I’ve also mentioned how passionate Coki is about the fishing. If you screw up, he’ll let you know. He can’t help it. He figures it’s his job to get you to the fish and then it’s your job to catch the damn things. And he’s right, of course.
Yesterday was an extremely frustrating day. Cam and I had paired up with Coki as our guide. So far everybody on the boat except for Cam has caught a tarpon. So just as Coki poured all his efforts the other day into getting me my first tarpon, he assured Cam in the morning that he was going to catch a tarpon.
But we were having one of those off days when no matter what you do or where you go, the fish just are not there. Cam and I fished all morning long and didn’t even see a fish. I’d stand up on the nose of the boat for half an hour or forty-five minutes, my line slack at my feet, and when I got tired, I’d switch places with Cam and he’d do the same. Hardly a cast was made.
The afternoon wasn’t any better. Plus it was even hotter than usual out on the water, with not even a hint of a breeze, and by four or five we both sort of felt like we’d had enough and were ready to head back to Avalon I. But Coki was not ready to give up. He insisted that he knew a “secret spot,” somewhere the other guides didn’t know about and for sure we would catch some bonefish and then he would take us to another great spot and for sure Cam would get his tarpon.
Well, what could we do? We headed for Coki’s secret spot. With the sun just blazing down on top of us, we headed east through the mangroves until we got to a section of shallows covered in turtle grass. It would be difficult to spot fish in the turtle grass but the area certainly did look ripe for bonefish.
Cam got up on the nose of the skiff and stood there under the blistering sun as Coki poled through the shallows. For half an hour he poled the boat and we didn’t see a single fish. Then finally he spotted a small school about a hundred feet in front of us. The only problem was that the bones were in water that was no more than a foot deep and the tide was going out. But Coki was not to be denied. He poled and he poled, grunting and sweating, sometimes getting the skiff stuck in the muddy bottom and we would rock the boat from side to side until we were free and moving again. Finally, the boat would go no further. It was too shallow. The bones were still there but it would take some tremendous casting by Cam to reach them. He tried, and tried, and tried some more but he could never quite get the fly far enough. And eventually the school swam away.
Meanwhile, the tide had continued to go out.
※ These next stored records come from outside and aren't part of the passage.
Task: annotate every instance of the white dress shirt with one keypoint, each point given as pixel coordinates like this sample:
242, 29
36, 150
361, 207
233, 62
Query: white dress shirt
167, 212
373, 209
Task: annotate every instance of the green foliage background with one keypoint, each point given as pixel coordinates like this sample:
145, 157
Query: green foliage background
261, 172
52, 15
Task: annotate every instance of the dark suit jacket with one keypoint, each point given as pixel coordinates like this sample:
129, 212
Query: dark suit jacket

We were now so stuck in the shallow water that Coki had to get out of the boat in his bare feet and, sinking midway to his thighs, try to push us out. But it was no go. So Cam go out as well and with him on one side of the boat and Coki on the other, the two of them tromped through the muddy bottom pushing the boat while I stood as far on the nose of the skiff as possible to get the stern out of the mud. It was tremendously difficult work. And we had to go much further than anyone had imagined. In all, Coki and Cam pushed the skiff over the shallow muddy bottom for fifteen or twenty minutes until we were finally in deep enough water to get back in the boat. At which point Cam said he didn’t care about any more fishing for the day, he was going for a swim. He stripped down to his boxers and dove into the water, floating on his back like a turtle in the cool, clear water. We were done for the day.